Great Christmas poem :-)

Lydia Kang said...

Very entertaining! I love the ending.

Madeleine Begun Kane said...

LOL! Very funny!

Dave King said...

Windsmoke
All true. Didn't seem spooky at the time, but I can see why you might think that.

Titus
Thanks. Very satisfying to hear that.

Leatherdykeuk
Also very satisfying to hear. Much thanks.

haricot
Not sure Uncle Bill fully appreciated it all!

Jenny
Well, the choice of the block was made partly with Uncle Bill in mind, and partly - mayb e mostly - to get a reaction from Mr Woodiwiss, which in the event didn't materialise. Uncle Bill obliged in lieu of, though!

anthonynorth
Thank you, a very pleasing comment.

Arnab
Almost quick, or almost painless? Thanks for commenting.

Mary
Point taken. It didn't bother me back then, though.

Elizabeth
Yes, I must admit that it was a deliberately bum clue I left at the beginning of the poem.

Sarah
Yes, I often wonder that when I come across apt names - and that does seem to happen very frequently. The best one I ever came across was a large houe near where we used to live. It had a brass plate on the gate.
Mr Pulman : Gynaecologist
Mr Wombwell : Dentist
At the end of my first year, though, Mr Woodiwiss dropped woodwork and worked exclusively in plastics, so I don't know what we could make of that.

The Weaver of Grass
True. Thank the Lord for small mercies!

Friko
No, there's me. I thought it funny. It's worn a bit thin for me now, though.
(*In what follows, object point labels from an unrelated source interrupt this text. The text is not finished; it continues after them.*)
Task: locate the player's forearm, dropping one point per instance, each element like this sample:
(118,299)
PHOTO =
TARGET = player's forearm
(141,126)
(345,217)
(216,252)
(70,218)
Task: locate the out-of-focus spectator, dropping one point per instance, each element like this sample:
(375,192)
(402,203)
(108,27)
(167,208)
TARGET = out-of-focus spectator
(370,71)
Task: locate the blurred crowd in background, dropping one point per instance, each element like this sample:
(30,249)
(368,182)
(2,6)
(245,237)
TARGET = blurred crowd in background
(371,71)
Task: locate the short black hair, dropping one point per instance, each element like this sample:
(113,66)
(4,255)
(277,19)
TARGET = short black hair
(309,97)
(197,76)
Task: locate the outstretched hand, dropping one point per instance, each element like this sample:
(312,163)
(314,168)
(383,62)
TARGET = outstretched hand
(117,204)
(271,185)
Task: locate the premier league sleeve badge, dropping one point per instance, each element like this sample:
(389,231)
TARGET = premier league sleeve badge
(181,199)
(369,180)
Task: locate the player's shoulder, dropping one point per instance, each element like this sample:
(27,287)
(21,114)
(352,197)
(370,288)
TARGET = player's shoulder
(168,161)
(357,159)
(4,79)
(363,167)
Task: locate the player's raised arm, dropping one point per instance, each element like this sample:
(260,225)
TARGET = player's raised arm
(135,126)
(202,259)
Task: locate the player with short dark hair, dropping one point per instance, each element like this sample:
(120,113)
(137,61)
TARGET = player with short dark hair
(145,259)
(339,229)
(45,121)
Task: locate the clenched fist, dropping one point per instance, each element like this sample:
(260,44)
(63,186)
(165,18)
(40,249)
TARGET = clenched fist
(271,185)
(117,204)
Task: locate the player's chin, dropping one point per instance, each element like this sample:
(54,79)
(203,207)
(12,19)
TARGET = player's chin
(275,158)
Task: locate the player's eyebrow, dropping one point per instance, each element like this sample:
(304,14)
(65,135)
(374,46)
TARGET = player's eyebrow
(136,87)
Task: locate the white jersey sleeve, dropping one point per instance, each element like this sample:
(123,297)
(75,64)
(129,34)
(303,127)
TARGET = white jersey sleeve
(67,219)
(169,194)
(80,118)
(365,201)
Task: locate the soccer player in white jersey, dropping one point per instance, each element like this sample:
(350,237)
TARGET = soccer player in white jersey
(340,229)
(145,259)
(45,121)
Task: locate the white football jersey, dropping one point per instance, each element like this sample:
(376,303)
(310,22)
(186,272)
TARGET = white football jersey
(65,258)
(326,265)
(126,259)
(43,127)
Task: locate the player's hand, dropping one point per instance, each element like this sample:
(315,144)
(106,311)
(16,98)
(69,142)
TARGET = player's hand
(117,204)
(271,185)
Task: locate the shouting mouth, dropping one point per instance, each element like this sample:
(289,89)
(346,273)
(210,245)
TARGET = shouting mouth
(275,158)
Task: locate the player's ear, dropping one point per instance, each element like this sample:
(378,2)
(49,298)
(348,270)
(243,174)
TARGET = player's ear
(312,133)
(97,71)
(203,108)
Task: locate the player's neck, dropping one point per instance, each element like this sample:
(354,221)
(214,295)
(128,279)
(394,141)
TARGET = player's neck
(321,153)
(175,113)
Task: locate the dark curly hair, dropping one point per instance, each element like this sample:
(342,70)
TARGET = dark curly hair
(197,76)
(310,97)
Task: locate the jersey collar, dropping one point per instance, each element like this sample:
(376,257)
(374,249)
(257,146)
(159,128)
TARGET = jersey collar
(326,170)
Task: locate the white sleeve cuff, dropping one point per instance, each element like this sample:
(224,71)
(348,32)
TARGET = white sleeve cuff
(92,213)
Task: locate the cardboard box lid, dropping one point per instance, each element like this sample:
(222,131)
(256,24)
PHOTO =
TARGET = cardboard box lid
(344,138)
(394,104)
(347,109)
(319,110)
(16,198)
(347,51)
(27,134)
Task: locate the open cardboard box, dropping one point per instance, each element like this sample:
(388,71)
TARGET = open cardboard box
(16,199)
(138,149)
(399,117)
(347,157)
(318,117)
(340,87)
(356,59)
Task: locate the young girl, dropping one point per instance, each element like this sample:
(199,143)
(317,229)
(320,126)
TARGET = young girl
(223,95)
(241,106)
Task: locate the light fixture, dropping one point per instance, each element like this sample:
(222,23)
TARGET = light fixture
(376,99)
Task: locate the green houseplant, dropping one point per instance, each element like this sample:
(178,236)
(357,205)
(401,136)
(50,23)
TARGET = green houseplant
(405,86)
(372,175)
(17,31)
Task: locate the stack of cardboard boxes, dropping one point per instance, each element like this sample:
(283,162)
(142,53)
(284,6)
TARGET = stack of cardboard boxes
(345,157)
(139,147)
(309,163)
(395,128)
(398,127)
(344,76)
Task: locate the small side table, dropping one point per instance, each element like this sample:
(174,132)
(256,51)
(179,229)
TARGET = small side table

Cheering to hear that you find it so.

Rachel
Many thanks for this. Very kind of you to say so.

Brian
I'm with you, there. I certainly couldn't do it. I don't think any of my immediate family could have, which is why Uncle Bill (great Uncle, in point of fact) was conscripted, I guess.

Cloudia
Yup, guess so, but then I was trying to have him on!

Cait
Yeah, I maybe should have kept it for Christmas.

Lydia
Hi. Welcome to the blog. Thank you for your comment. Good to gear you liked it.

Madeleine
Thank you for saying so. Good to hear.

ds said...

Great story--love the blue night and blue language!

Dave King said...

ds
Thank you for saying so specifically. Much appreciated.